What few experts dispute, and what the exhibition celebrates, is the scope of Leonardo's imagination and interests. From anatomy to architecture, from his quirky, left-handed, backward writing in his voluminous notebooks to his interest in how and why birds fly, this exhibit details a man with a blueprint for the future.

His inventive curiosity created an early form of bicycle, automobile, helicopter, military tank, steam-powered cannon, submarine, and parachute. Most of the drawings of these machines were done in his notebooks and were centuries ahead of the successful development of the inventions.

Not long after Leonardo's death in 1519, scholars and art historians began the debate over authenticity of nearly every work of art, notebook page, or sketch believed to have come from his extraordinary imagination. In the art world, where forgeries and the vagaries of attributions can cost huge sums of money, most experts defend skepticism as necessary.

The doubt stems from Leonardo's tendency to leave work unfinished. "Leonardo never finished anything because there was no end to what he was doing," says Carlo Pedretti, director of the Armand Hammer Center for Leonardo Studies at the University of California at Los Angeles, and official adviser for the exhibit.

James Ackerman, professor emeritus of art history at Harvard University in Cambridge, Mass., was acting as an advisor to the museum before he quit over the issue of labeling the works in the exhibition.

"I recommended at the last moment that the way to handle the paintings was to hang them," he says, "and make a little announcement that the attribution had come with the show, and the museum was obliged to retain them. If the museum showed the labels [as they were] it would be implicated in the misinformation."

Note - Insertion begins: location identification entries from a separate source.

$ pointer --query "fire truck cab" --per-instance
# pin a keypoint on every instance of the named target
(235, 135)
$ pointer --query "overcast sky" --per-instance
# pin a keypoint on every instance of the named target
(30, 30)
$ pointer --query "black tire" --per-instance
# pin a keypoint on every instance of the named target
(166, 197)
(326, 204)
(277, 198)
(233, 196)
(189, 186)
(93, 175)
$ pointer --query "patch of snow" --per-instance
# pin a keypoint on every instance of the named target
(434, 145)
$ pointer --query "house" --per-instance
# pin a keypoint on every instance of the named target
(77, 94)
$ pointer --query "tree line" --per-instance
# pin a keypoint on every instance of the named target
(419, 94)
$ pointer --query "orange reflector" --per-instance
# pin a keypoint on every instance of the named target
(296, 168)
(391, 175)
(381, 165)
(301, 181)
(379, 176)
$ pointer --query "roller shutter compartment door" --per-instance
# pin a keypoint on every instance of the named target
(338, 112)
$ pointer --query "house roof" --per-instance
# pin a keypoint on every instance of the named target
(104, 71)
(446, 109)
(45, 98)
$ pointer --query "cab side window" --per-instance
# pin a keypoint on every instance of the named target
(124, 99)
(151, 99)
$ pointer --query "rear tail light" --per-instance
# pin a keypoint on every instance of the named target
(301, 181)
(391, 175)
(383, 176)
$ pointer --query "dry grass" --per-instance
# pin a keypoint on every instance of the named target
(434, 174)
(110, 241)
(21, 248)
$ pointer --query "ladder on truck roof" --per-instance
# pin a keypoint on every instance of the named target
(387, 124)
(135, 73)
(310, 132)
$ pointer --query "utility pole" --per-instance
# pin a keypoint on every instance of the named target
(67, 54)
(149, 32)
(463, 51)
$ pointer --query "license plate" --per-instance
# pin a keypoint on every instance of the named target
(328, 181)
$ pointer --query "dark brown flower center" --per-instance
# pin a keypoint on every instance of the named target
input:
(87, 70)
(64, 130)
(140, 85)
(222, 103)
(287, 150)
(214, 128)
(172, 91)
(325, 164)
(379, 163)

The catalogue for the exhibit, written and edited by the Institute for Cultural Exchange of Tubingen, Germany, was considered by Mr. Ackerman to be too generous in attributions.

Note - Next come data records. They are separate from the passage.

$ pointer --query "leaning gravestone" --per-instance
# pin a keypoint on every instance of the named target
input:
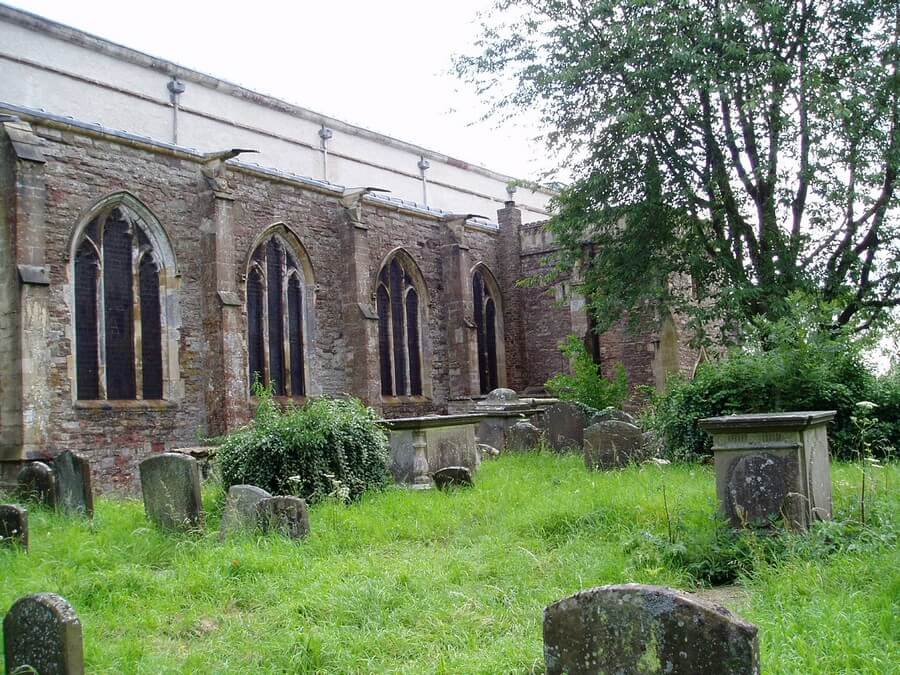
(13, 526)
(239, 514)
(565, 426)
(452, 476)
(612, 444)
(522, 436)
(284, 515)
(73, 483)
(36, 482)
(632, 628)
(42, 634)
(170, 484)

Continuing the centuries-old debate, Otto Letze, director of the institute and tour manager of the exhibit, says, "The pictures in the exhibit have been X-rayed and examined by Dr. Carlo Pedretti and his scholars and fully endorsed by European scientists."

One of the works in question is an unsigned small wax figure of horse. The label at the exhibition "attributes" it to Leonardo. The basis for the attribution is the characteristic swirls in the work, and a line from Leonardo's notebooks in reference to a project: "Have a small one made of wax."

Determining authenticity

Authenticity of a work of art from another century is determined several ways, but often remains inconclusive even with research and passionate defense by experts. Conservators understand the technology and technique of a work, and art historians judge a work by stylist and contextual means, such as understanding the culture in which the artist worked.

"All the different schools of thought about Leonardo have defended their positions over the years," says Mr. Letze, "but we never wanted to get [caught] in this kind of a battlefield. The exhibit was not conceived to be an art exhibit, but an interactive exhibit covering all of Leonardo's work and interests."